Altri contributi critici

-"La crociata del barone attorno al suo castello", di Giovanni Raboni, "Corriere della sera" del 4/12/'97


Come ben sappiamo, di tipi di letteratura fantastica ce ne sono molti, ed, effettivamente, credevo proprio di averne letti, almeno esempi, proprio tutti, prima di leggere questo romanzo. Non è, infatti, fantascienza, né fantasy, né horror, né alcuno dei vari sottogeneri di essi. Si tratta di quel tipo di fantastico che nasce dalla satira filosofica, e che si svolge in un mondo normale, ma che non per questo è meno fantastico.

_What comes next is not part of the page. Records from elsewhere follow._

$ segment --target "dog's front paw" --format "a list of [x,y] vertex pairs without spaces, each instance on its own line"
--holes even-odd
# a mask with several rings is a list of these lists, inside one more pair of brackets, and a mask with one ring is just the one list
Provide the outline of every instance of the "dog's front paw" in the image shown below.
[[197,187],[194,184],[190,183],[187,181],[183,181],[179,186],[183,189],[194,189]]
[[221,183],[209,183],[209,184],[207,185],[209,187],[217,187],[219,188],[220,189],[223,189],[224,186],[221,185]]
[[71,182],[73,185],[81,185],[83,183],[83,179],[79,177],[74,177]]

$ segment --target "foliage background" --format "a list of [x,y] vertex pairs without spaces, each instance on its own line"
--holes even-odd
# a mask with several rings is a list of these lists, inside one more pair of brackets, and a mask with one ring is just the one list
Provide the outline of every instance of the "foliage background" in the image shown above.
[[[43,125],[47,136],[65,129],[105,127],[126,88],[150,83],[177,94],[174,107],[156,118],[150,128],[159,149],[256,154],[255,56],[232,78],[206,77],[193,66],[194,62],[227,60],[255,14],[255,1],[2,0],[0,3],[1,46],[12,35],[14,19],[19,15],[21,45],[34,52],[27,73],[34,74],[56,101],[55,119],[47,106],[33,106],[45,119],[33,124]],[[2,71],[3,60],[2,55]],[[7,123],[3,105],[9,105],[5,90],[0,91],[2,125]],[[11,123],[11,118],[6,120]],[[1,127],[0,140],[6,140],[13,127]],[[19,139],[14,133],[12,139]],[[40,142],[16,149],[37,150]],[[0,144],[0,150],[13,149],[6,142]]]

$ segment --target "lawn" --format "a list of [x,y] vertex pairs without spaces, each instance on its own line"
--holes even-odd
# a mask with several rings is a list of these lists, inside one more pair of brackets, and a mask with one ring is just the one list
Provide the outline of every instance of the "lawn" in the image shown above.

Questo "I cani di Gerusalemme" è infatti la storia di un barone e del suo servo che intraprendono un viaggio metaforico. Come si possa intraprendere un viaggio metaforico è presto detto. Essi vogliono percorrere tanta strada quanto quella che ci sarebbe fino a Gerusalemme, ma girando intorno al castello, per andare alle crociate. Ed è già fantastico.

Il reale del loro assurdo girare per centinaia di volte e quello del viaggio reale si sovrappongono, nelle loro menti, creando una gustosa situazione.

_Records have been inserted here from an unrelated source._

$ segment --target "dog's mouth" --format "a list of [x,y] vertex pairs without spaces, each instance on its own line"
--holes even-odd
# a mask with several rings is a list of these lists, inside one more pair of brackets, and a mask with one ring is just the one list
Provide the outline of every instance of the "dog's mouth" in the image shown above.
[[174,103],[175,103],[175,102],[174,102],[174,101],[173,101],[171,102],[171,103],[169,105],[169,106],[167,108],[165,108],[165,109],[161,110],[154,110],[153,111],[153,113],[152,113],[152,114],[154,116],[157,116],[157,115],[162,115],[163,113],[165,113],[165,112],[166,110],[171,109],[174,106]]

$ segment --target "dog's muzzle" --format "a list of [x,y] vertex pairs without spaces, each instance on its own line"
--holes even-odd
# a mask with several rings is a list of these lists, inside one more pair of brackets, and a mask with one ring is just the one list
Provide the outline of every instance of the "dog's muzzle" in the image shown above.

La differenza sociale e culturale fra i due protagonisti insaporisce ancor più la cosa: "L'odio del servo per il padrone è l'odio più antico, più sicuro, più umano, fra tutti i modi di odiare." (pag. 97).

Per capire che cosa abbiano voluto dire gli autori basta sapere che l'assurdo viaggio è stato suggerito dal prete del castello, vista la riluttanza del barone per ogni tipo di violenza, per, esplicitamente, far si che i debiti del padrone venissero annullati per beneficio dell'intervento della Chiesa, come succedeva a chi andava alle Crociate, ma, segretamente, per farlo morire di fame e di stenti a pochi passi dal suo castello ed impossessarsi, lui e la sua curia, dei suoi beni; e questa frase: "...oggi tutto quanto si compie in nome di Dio e per volontà... dei migliori uomini della Chiesa, è solo vanità e opera di inganno, e perciò porta il marchio della sopraffazione e della violenza. Allora io scelgo il non-fare, la non-azione, la non-partecipazione, l'assenza. È il mio modo di battermi contro l'ignoranza e la crudeltà di questa nostra epoca ottusa. Io mi nascondo, mi cancello, dico di no." (pagg. 30-31).

Molto nichilismo, dunque, che rispunta anche nell'ultimo capitolo, intitolato appunto: "Dove Nicomede dichiara che il mondo non c'è e che è meglio dormire per sognare di esistere." (pag. 144). E un fortissimo anticlericalismo, all'insegna di una scetticismo filosofico.